According to the U. S. Department of Labor, in May 2019 nearly 40 percent of the 66,400 aerospace engineers employed in the United States worked in the aerospace product and parts manufacturing industries. About 16 percent are employed in federal government agencies, primarily the Department of Defense and NASA, and 15 percent work in engineering services. Other employers include research and development, and navigational, measuring, electromedical, and control instruments manufacturing firms.
Those entering the field of avionics must first obtain the necessary training in electronics. Following that training, the school's career services department can help locate prospective employers, arrange interviews, and advise about an employment search. Other possibilities are to contact an employment agency or to approach a prospective employer directly. Service in the military is an excellent way to gain education, training, and experience in avionics; many companies are eager to hire engineers with a military background.
Avionics engineers are already at an advanced position but may move up to become engineering supervisors or managers.

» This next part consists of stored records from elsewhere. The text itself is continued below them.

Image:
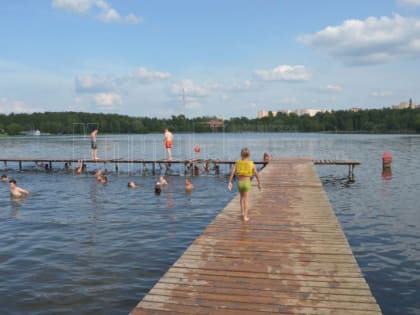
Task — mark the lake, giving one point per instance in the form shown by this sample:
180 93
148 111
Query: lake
79 247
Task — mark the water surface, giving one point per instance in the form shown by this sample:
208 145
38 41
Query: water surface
78 247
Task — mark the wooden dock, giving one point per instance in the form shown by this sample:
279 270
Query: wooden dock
156 165
292 257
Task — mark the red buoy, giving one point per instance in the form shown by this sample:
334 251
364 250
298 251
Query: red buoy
386 159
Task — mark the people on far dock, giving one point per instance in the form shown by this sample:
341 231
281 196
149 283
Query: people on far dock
188 185
168 143
15 191
93 145
244 170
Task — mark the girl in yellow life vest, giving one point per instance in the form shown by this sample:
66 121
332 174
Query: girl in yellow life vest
244 169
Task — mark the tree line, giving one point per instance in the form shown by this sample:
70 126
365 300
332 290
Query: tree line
346 121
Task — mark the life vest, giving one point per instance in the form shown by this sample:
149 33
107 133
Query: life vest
244 168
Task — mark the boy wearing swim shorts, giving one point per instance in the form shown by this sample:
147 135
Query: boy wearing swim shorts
244 169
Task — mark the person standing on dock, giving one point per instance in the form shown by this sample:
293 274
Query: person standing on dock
244 169
168 143
93 144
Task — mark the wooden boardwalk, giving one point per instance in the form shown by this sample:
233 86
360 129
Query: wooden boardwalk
291 257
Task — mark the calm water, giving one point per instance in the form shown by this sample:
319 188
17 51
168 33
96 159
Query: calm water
77 247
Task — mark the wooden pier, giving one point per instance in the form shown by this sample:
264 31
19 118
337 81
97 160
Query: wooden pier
189 165
292 257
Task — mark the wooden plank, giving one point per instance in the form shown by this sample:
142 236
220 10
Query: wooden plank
292 257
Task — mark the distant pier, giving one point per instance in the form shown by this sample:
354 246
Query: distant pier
292 257
185 166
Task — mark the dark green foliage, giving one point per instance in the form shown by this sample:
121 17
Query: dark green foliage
364 121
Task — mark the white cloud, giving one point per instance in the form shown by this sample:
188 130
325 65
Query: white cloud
108 100
146 76
74 6
284 73
93 84
241 86
409 3
8 106
104 11
189 88
192 104
331 88
381 94
372 41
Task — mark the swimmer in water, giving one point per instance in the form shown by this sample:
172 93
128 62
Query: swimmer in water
132 185
15 191
162 181
188 185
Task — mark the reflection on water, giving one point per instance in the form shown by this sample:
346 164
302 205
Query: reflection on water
76 246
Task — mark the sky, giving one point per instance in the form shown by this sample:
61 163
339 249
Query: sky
224 58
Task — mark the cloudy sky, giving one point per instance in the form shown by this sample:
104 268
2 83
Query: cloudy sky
230 58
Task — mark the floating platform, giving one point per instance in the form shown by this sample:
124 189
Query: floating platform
292 257
206 165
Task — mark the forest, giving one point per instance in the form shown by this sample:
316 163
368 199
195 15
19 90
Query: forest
344 121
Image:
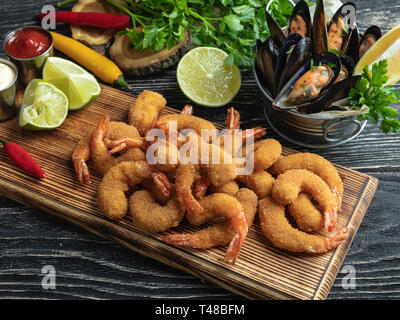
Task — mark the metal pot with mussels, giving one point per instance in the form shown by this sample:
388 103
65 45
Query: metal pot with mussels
304 70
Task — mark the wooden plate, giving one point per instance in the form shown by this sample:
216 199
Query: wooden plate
261 270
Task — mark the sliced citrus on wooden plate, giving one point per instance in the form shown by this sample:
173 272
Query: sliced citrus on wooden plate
206 79
387 47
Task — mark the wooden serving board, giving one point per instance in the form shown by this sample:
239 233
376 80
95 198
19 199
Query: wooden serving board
261 271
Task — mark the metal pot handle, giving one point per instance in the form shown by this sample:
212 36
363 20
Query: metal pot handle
351 135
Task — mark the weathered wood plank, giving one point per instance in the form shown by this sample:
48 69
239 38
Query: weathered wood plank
30 238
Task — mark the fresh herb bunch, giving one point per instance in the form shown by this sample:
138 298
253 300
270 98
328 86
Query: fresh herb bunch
232 25
372 92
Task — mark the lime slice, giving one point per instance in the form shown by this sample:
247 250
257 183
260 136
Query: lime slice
43 106
387 47
80 86
206 79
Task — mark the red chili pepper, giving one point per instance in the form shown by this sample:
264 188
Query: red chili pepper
94 19
22 159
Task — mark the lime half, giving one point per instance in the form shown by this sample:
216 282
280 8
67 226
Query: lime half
206 79
79 86
44 106
387 47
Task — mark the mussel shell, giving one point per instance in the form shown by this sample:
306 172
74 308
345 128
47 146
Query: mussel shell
347 11
291 41
372 30
266 55
301 53
325 58
352 49
337 92
301 9
275 30
349 63
319 32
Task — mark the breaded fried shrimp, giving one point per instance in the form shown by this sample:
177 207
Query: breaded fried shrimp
80 155
221 233
308 218
150 216
266 153
231 188
225 206
185 177
185 121
260 182
102 160
315 164
289 184
118 180
145 109
279 231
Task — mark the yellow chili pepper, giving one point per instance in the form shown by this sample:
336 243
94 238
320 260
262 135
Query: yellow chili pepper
101 66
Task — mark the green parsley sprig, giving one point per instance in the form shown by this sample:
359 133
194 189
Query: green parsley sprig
372 92
231 25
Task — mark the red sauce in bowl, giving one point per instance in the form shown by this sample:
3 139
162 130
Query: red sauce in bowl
28 43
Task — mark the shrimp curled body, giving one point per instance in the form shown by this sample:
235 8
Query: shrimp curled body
225 206
118 180
282 235
149 216
314 163
143 111
101 159
289 184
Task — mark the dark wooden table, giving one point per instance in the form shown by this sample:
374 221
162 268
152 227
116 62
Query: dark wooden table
89 267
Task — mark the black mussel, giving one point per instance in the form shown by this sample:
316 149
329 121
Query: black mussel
371 35
352 49
284 55
347 68
310 82
301 53
266 55
339 91
340 28
300 20
275 30
319 32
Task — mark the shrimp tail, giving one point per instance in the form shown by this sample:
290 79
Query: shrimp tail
82 171
332 241
201 187
336 238
180 240
162 182
232 119
330 219
190 204
121 144
241 230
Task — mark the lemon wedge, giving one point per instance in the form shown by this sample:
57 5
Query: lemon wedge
205 79
387 47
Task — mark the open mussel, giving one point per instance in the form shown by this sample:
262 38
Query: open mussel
275 30
300 54
312 66
352 49
319 31
300 20
341 27
347 68
338 92
310 82
371 35
266 55
285 53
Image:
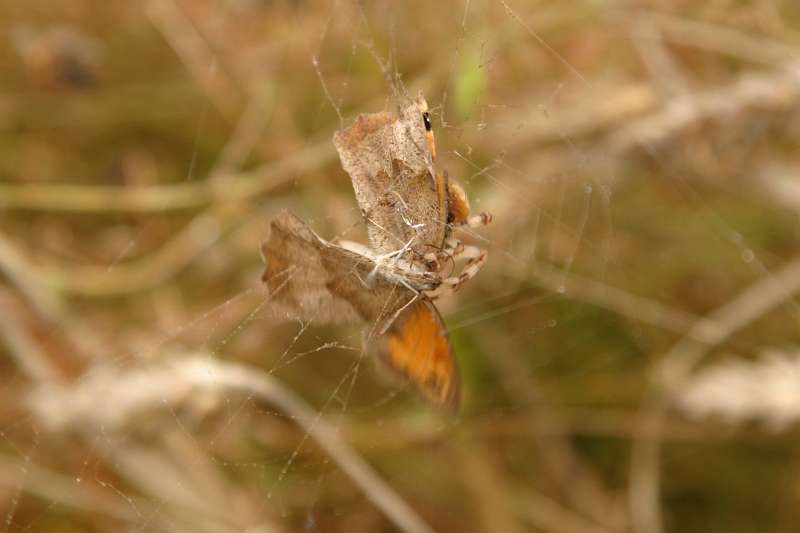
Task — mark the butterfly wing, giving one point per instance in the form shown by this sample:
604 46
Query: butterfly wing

Some engineers may teach at universities and write books and articles about the field.
Tips for Entry
Participate in the National Society of Professional Engineers’ mentoring program (https://www.nspe.org/resources/career-center).
To learn more about trends in the industry and potential employers, read publications such as
- Aerospace America (https://aerospaceamerica.aiaa.org)
- Aerospace & Defense Technology (https://www.sae.org/publications/magazines/aerospace-engineering-aerospace-defense-technology)
- PE Magazine (https://www.nspe.org/resources/pe-magazine)
Visit the following Web sites for job listings:
Conduct information interviews with avionics engineers and ask them for advice on preparing for and entering the field.